Friday, May 31, 2013

Consider Taking a Contemplative Stroll this Summer...

Click here to see the folio of images from the stroll...this photo by Paul Buckley.

   In April, I led a contemplative stroll at the Thoreau Farm.  It was a glorious day and the participants each recorded their unique impressions of the landscape.  For all of them, it was their first such endeavor.  I think they will agree with me that to think "contemplatively" as you photograph opens  up a whole new world for you.  A world where perception is separated from judgement...where seeing becomes beholding and you enter into a true relationship with the landscape.
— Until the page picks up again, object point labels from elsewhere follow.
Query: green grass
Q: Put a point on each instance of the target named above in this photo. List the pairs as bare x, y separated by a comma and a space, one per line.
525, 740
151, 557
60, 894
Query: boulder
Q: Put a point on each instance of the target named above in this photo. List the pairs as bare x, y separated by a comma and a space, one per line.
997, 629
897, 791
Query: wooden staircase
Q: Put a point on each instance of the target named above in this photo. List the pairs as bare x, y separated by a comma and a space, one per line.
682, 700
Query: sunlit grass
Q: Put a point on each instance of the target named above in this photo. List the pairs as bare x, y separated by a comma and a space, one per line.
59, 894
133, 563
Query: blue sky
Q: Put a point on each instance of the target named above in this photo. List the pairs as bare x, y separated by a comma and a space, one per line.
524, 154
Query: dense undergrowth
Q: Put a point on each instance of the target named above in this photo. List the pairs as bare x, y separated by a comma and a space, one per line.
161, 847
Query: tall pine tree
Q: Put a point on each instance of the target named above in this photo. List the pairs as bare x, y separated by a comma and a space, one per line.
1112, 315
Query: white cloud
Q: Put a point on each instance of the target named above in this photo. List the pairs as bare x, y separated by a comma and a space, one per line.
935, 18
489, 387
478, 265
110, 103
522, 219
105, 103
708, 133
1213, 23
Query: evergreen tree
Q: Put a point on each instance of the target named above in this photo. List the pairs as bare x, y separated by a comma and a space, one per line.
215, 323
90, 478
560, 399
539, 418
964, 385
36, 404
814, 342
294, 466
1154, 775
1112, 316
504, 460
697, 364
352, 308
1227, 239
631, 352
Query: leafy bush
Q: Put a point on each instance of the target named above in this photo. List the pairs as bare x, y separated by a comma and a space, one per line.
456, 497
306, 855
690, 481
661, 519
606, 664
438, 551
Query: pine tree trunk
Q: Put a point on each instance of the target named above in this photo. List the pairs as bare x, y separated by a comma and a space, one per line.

   I posted the guided meditations we used that day and you can use them for any walk you might take this summer.  Here are some further suggestions.
  •  At the beginning of your stroll, sit and think about your intentions.  Try to clear your mind of expectations.  Pledge to do the stroll without prejudice or judgement. Accept whatever you find.  Be open to what attracts your attention and stay with it for awhile.  Try not to put a time limit on the stroll...let it go slowly and meditatively, as a walking meditation.
  • As you move along your path, take time to sit and experience the landscape through all your senses...what does your ears hear?  What do you smell? What draws your hand to touch?
  • Consider each thing that compels you to photograph it a "breadcrumb".  Let it lead you on.
  • If possible, turn around and retrace your steps back.  Do this to discover all the things you missed on the way out since you will be seeing them from a new perspective.
  • At the end of your stroll, take a few moments to jot down your impressions in your journal.  Did any of your images you received surprise you?  Did you find a "theme" to your series of photographs? Did your time in the environment change your thoughts in any way?
   You could take the same stroll again and not see the same things.  Each time you are, in a very real way, walking in a whole new landscape.  The light won't be the same, or the weather, and you are not the same either.  Brother Paul Quinon at the Gethsemani Abbey in Kentucky has been walking and photographing the "same" landscape for over 50 years!  He told me that each walk is an entirely new experience for him.  Henry David Thoreau walked the fields and woods around Walden pond his entire life and never tired of it.

The real voyage of discovery consists not in seeking new
 landscapes but in having new eyes.
- Marcel Proust

   So, find your place to take a contemplative stroll this summer.  Perhaps promise yourself to revisit it in each season.  Hmmm....this sounds like the beginning of a new photographic series to me!